“How do you keep a wave upon the sand?”
In great restless fashion I found myself back in LA this week. My mom had won some tickets to see The Sound of Music which just opened down at The Ahmanson. As an unemployed vagabond, it was the best excuse I could find to get back to my hometown. My little sister, the theater production major, joined us for the evening studying the show with a critical eye.
But what’s a night out at the playhouse without a proper pre-theater meal? I can sense what you’re expecting. “Jaimee! What magical 3-course prix fixe did you try?”
Now I’m going to take a bit of detour here both figuratively and literally to talk about traffic in LA. Any rightful Angeleno could write a manuscript on LA traffic as long as War and Peace (wouldn’t be a bad title either.) Luckily for you, the only point I’m making today is that traffic in this city is unpredictable. Sure you have your trends, rush hours, the usual. But to quote an exact time in which you can make it to a destination is near impossible, even for your “rose gold” iPhone 6s’ GPS.
Long story short, my mother and I missed the exit we should’ve taken and realized the next was going to drop us in the heart of Chinatown. A quick phone call to my sister enlightened us that she was about an exit away from Chinatown as well. Impossible to time such an occurrence any better as we drove from the valley and she all the way from San Diego. Alas we did what any Chinese American family would do and stopped at our usual Dim Sum spot, this time for a seafood dinner.
Seeing how cultures shape ethnic foods has always been incredibly interesting to me. I often pop into fast-food chains abroad just to see what specialty cuisine they may offer. Growing up to hear peers say how much they love Chinese food because “Panda Express is awesome!” I couldn’t be more aware of this cultural influence. I think I learned to control my anger at a young age simply through remarks like this. “Panda. Express. Is. Not. Chinese. Food.” I would attempt to explain.
With age comes wisdom, and now with a full 23 years under my belt I’m beginning to accept the idea of American Chinese food. In an unrelated incident I watched a very niche documentary on General Tso’s chicken (which admittedly I do not eat.) But the documentary is enlightening, quirky, and visually stunning. Best of all, it’s currently available on Netflix. It’s fascinating to consider the idea of a dish going viral.

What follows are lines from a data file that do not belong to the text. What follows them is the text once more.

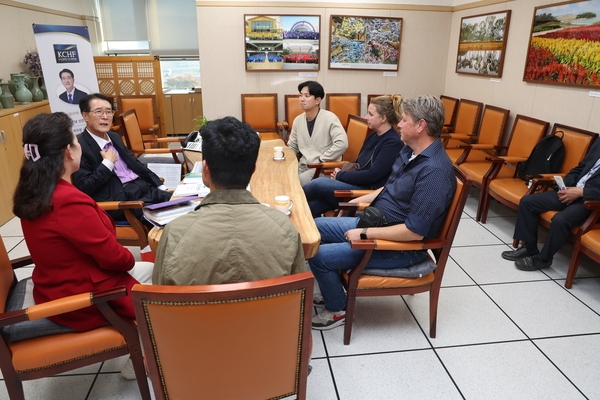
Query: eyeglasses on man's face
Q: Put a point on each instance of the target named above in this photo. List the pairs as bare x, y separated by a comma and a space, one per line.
99, 112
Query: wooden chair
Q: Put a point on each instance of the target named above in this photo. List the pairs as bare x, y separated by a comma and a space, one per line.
526, 132
147, 112
357, 132
450, 107
510, 190
491, 131
467, 121
46, 356
258, 332
587, 241
136, 142
292, 110
343, 104
358, 285
260, 112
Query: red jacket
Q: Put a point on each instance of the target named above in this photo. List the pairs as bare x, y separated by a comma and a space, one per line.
75, 250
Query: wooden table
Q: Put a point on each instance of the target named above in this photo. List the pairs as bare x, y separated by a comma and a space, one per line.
272, 178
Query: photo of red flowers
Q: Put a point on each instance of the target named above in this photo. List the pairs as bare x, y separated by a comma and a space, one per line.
564, 47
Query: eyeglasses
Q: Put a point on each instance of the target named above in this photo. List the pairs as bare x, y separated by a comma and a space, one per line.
99, 113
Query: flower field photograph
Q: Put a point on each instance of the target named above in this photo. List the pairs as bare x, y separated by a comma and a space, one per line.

Sorta like this post! Share with your friends, pass along on pinterest! And if you’re not done yet with Chinese food, you’re in luck. Tonight is the Mid-Autumn Festival (along with a Supermoon Eclipse). Try out one of these recipes tonight if you want to try your hand at some more traditional Chinese foods. Mooncakes anyone?
P.S. The Sound of Music was brilliant; if you have the opportunity to see it I highly recommend!